The whole time we have lived here, my bedroom windows have irked me. When we bought the house all those years ago, they had been varnished with a red stain, but as they were perfectly functional letting in light and air and opening and closing efficiently, sanding them back down to wood and revarnishing with clear varnish was always at the bottom of the To-do list.
Until a couple of weeks ago, when I decided enough is enough. If I didn't tackle the job now, it is highly probable that the irksome windows would stay as is for the next home owners. To be fair, I have sanded and varnished the outside of them several times, so they look fine. It was just the inside I hadn't got round to because a) it is a schlepp and b) being in our bedroom, not too many people saw them.

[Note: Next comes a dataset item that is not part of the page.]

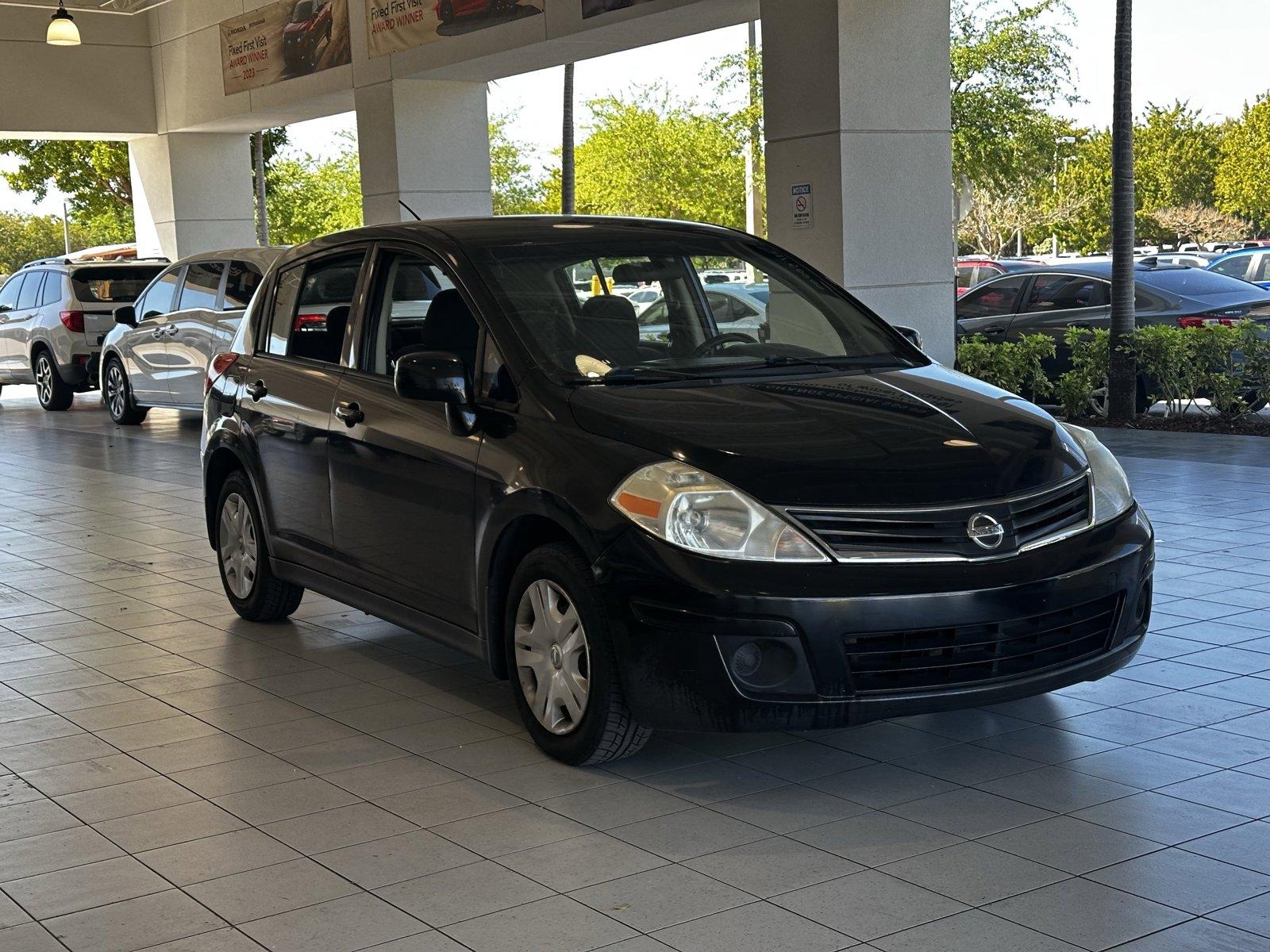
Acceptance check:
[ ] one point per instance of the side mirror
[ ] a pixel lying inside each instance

The schleppy bit is the dust created by the orbital sander, and the difficulty of access because of the burglar bars. There are four windows that needed sanding, and so on a mild day, I unscrewed the hinges from the frame of one, removed the handle, prised off the beading to remove the glass and plugged in my faithful orbital sander (grit 80 to remove the stain, 100 to get a smooth finish on the wood.) But I was not having a great week. My head space was fuzzy, and my mood was not improved by the appearance of a small crack in the glass as the last piece of beading came off. Sigh. I knew the crack would run, so I bashed the glass out - no need for delicate handling any more - and headed to a glass supplier to get a new pane (and an extra one in case I made another mistake....), off the hardware store for putty and hinges and then back to the task at hand.
The wood is beautiful. Once the veneer was off, the grain stood out, and the earthy brown colour made my heart sing. I get a real buzz out of restoring wood and this was very satisfying. Over the years I have got better at glazing and managed to put in the new glass and beading with no more hiccoughs. And, before night fall I had hung the window - admittedly with only one of the three coats of varnish it needs (Woodoc Marine Gloss ( rated 5 * on the Wendy Varnish Scale)) - with the help of my daughter.

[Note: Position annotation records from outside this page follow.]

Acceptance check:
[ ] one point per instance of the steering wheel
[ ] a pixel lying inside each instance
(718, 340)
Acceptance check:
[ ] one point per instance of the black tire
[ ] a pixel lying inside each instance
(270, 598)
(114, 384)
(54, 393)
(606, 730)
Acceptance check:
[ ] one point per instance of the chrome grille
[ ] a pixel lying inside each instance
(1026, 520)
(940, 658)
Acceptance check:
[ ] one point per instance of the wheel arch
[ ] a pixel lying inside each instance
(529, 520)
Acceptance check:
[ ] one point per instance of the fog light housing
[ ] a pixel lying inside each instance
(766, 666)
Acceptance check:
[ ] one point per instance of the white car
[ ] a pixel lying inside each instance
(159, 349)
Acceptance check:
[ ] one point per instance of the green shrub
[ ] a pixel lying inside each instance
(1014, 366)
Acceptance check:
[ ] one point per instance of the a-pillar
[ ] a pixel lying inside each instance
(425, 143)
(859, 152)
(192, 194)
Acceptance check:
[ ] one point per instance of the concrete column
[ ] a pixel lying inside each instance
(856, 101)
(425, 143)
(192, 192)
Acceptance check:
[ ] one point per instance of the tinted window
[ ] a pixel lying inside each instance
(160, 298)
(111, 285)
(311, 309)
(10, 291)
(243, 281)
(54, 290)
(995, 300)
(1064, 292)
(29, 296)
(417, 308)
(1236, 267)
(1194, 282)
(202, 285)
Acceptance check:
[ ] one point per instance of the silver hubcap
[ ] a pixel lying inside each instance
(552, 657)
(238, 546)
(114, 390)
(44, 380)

It took just a day to replace the window I hated for 28 years with one I love. I just needed the determination to start (and energy.)
I tackled the second pane a few days later. Two more to go.
I don't think I am alone at leaving what is important to us personally at the bottom of the to-do list. There are always more pressing needs. As long as the front of my house (so to speak) was presentable, I could put off working on the difficult-to-get-to inside bits. But I have found that once the old veneer has been removed, the grain and patterns of my life look more authentic and hold a beauty of their own. Life still needs varnish though, just as my windows do, to protect from harsh conditions and the outside world, but a transparent one will do.
Removing layers of history is hard work and messy. But every morning when I look out of my "new" window, I see the world in a different light. I get a warm fuzzy feeling that I have changed something that has been bothering me for years.